I just don’t want to be back at school.”
“It’ll be OK,” she told me.
“Your knees aren’t too bad.
You should just keep going.”
“But I can’t,” I told her.
It’s just so much pressure on my knees.
I don’t have the energy to do anything else.
It feels like my knees are going to collapse.”
“We’ll do what we can, my daughter.”
I was devastated.
My family was going to lose me, I thought.
My father was not going back, he said.
I was not sure I was going back.
My daughter was the most important person in my life.
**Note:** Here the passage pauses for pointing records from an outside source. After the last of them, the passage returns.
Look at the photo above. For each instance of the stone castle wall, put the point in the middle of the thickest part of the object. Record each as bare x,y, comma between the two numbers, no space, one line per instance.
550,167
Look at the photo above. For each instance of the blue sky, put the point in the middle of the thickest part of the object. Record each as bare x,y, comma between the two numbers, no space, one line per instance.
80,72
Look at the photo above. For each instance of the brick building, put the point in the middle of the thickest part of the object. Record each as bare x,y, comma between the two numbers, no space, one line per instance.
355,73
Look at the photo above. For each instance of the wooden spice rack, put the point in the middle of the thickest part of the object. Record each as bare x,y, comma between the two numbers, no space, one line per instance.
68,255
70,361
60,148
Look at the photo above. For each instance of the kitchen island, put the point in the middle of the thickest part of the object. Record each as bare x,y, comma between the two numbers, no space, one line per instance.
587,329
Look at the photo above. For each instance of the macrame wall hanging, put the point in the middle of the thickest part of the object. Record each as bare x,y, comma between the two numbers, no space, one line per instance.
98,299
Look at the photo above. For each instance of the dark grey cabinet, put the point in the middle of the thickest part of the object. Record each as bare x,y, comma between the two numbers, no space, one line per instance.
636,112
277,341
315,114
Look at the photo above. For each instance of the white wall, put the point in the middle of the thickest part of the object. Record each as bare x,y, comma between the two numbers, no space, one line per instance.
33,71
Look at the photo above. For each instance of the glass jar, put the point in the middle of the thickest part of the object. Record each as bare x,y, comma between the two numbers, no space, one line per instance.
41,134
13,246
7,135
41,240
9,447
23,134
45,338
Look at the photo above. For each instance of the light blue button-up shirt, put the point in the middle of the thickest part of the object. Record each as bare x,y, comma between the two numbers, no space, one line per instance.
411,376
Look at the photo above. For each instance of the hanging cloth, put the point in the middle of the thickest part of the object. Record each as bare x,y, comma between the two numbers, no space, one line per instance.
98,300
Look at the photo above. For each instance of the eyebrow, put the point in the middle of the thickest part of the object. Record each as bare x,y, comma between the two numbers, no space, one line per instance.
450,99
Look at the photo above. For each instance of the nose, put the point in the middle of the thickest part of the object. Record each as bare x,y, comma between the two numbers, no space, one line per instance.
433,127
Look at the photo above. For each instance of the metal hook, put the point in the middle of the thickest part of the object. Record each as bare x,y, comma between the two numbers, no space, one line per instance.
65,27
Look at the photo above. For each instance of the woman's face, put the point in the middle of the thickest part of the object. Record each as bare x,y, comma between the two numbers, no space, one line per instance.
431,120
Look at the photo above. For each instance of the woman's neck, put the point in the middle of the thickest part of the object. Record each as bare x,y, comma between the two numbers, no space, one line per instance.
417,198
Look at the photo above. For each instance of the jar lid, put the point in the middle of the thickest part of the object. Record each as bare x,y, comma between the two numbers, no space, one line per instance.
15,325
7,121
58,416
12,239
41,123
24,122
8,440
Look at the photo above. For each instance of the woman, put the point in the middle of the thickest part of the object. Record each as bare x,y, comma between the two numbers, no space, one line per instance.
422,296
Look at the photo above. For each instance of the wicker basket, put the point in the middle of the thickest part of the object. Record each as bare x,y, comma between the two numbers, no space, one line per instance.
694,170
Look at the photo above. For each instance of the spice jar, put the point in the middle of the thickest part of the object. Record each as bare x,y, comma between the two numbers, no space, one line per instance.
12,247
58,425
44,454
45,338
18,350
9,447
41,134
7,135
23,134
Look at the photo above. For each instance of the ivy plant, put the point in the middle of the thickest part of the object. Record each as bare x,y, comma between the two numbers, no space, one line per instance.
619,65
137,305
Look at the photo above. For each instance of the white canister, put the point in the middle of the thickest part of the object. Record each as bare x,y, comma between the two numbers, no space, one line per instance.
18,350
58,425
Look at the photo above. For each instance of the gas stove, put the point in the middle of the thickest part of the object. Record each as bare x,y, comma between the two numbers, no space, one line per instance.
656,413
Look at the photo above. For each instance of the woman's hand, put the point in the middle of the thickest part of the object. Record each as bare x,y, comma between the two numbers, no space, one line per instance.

She was the one who was going through the worst of it.
I needed someone to help me.
So I called my mother.
“Hi, Mom,” I called her.
She asked me what was wrong.
“My knees,” I replied.
“Oh,” she replied.
She looked at me and said.
That’s what we do.
“That’s not right.
Your knees are hurting.”
I said that was fine, and then I said something else.
I asked her, what if I could come to school and play tennis?
“You’d have to come with me.”
“Sure,” she agreed.
So we did that.
But she had to be home with me for a few weeks.
She missed me so much.
“Well,” I asked my mother, “you’re going home.
And what about your knee?”
“Because my knees hurt.”
“Okay, I’ll come back.”
She smiled back at me, and we both got out of there.
We walked into the woods.
“Where is the doctor?” my mother asked.